- In Victoria, bail is the process whereby a person who has been arrested and charged, is released from police custody into the community with a bail condition to appear at the next court hearing. More than on bail condition can be attached.
- Bail can be granted directly from the police station by a bail justice, or by a magistrate hearing a bail application at the Magistrates Court. If the matter is very serious it is possible that the bail application will have to occur in the Supreme Court.
- The courts have very board powers in relation to setting bail conditions.
- If bail is refused, the arrested person is remanded in custody until the matter is finalised or until a further application for bail is successful.
- In the Magistrates’ Court, it can be many months between arrest and hearing, and even longer in the higher courts. So, the issue of bail is an important one.

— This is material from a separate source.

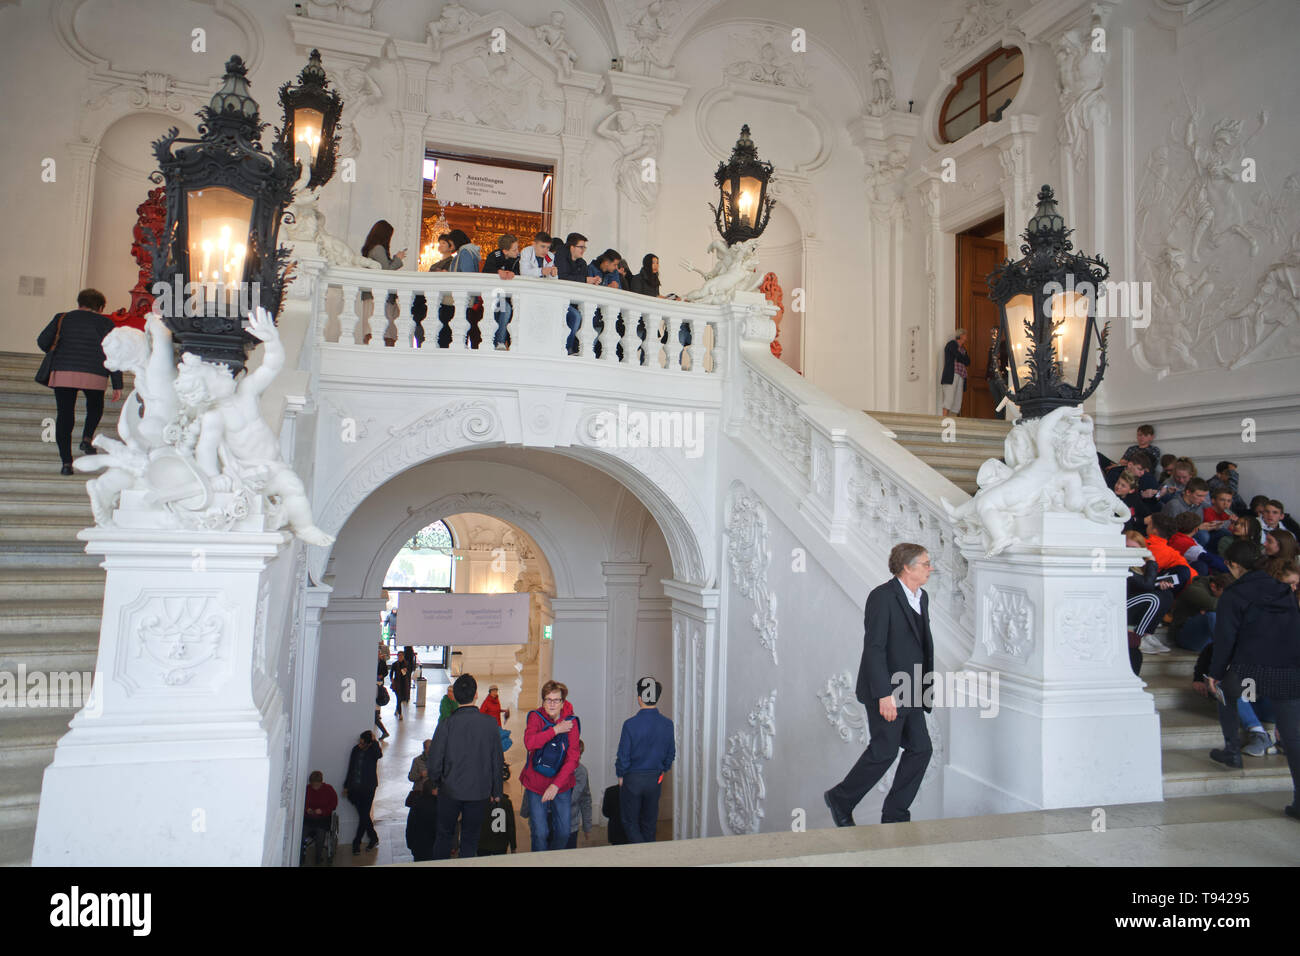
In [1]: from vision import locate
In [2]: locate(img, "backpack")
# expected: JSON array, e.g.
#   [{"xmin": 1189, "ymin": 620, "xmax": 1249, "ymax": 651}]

- In deciding whether to grant bail, the police, the bail justice, or a member of the judiciary presiding in court must balance competing considerations. In many cases, the decision can be very difficult, as it involves an assessment of future risk.

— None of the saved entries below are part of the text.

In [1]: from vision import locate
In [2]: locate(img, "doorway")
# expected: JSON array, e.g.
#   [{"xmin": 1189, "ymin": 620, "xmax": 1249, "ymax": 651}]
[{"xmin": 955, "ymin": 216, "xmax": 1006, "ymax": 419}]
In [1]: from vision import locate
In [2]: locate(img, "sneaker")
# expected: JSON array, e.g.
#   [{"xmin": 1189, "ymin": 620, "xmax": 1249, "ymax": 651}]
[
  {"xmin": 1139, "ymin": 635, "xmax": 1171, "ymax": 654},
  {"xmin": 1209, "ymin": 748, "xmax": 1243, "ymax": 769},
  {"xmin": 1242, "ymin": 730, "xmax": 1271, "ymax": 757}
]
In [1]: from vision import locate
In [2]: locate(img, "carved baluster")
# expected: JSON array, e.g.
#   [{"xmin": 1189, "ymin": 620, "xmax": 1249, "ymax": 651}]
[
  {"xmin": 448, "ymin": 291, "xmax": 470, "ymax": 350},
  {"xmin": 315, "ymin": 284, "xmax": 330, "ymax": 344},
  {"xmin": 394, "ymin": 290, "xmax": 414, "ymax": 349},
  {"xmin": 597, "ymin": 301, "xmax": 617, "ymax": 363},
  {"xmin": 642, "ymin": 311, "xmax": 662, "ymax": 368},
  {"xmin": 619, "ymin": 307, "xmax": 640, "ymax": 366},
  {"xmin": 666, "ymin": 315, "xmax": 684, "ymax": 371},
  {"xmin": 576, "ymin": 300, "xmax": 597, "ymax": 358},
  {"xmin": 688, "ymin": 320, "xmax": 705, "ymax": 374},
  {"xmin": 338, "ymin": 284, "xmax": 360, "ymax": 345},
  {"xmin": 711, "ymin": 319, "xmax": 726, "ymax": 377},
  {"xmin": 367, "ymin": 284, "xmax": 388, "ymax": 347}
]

Possible Conditions of Bail
- If bail is granted, the accused person is released from custody, but their release is usually subject to conditions. The conditions are imposed to alleviate any perceived risks to the community once the accused has been released.

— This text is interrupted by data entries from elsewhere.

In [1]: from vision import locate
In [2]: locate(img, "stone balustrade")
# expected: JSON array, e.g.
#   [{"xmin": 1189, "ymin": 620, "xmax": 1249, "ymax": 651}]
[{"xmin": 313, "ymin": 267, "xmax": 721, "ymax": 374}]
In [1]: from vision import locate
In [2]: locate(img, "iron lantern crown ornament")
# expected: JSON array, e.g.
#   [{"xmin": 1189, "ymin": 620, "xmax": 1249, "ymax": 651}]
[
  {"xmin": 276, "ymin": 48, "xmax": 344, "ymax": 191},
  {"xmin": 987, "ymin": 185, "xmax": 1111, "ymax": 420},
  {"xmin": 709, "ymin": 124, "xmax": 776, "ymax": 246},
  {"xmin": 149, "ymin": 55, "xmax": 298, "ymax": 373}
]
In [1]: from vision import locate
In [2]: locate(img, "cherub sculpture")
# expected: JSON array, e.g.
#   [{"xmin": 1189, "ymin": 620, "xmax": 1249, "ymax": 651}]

Common bail conditions include:
- Having to reside at a specific address;
- Being subject to a nightly curfew;
- Period reporting to the police station;
- Not being able to leave the state and/or county; and
- Not being able to associate with witnesses or a co-accused.
Implications of denial:
- If bail is refused, the accused is remanded in custody. However, being held in custody whilst awaiting the next court date can have serious implications. Just as the courts regard the use of prison as a ‘last resort’ in sentencing, remanding an accused in custody should also be regarded as a last resort. It is at this point a further application should be considered, either before the same member of the judiciary by establishing ‘new facts and circumstances’ if there have been two failed attempts previously or by way of a fresh bail application in the Supreme Court.
The key case law:
- DPP v Harika [2001] VSC 237 – Meaning of unacceptable risk, show cause (Now compelling reasons)
- DPP v Ghiller [2002] VSC 435 – Meaning of unacceptable risk, show cause (not compelling reasons)
- DPP v Mokbel (No.3) [2002] VSC 393 – Delay as exceptional circumstance
- R v Nezif [2005] VSC 17 – combination of factors can ‘show cause’(Now compelling reasons)
- DPP v Tong (2000) 117 A Crim 169; [2000] VSC 451 – no definition of exceptional circumstances
- R v Sanghera [1983] 2 VR 130 – hearsay evidence admissible in bail hearing
- Re Jack Zoudi [2006] VSCA 298 – bail pending appeal
- Stephan Zade Abbott (1997) 97 A Crim R 19 – Combination of factors can constitute exceptional circumstances
- R v Light [1954] VLR 152 – Common law presumption of bail
When bail can be granted?
Bail can be granted at any stage of the criminal process, from the point of arrest through to the trial, sentence and final appeal but an application must be listed first unless it is the first remand hearing.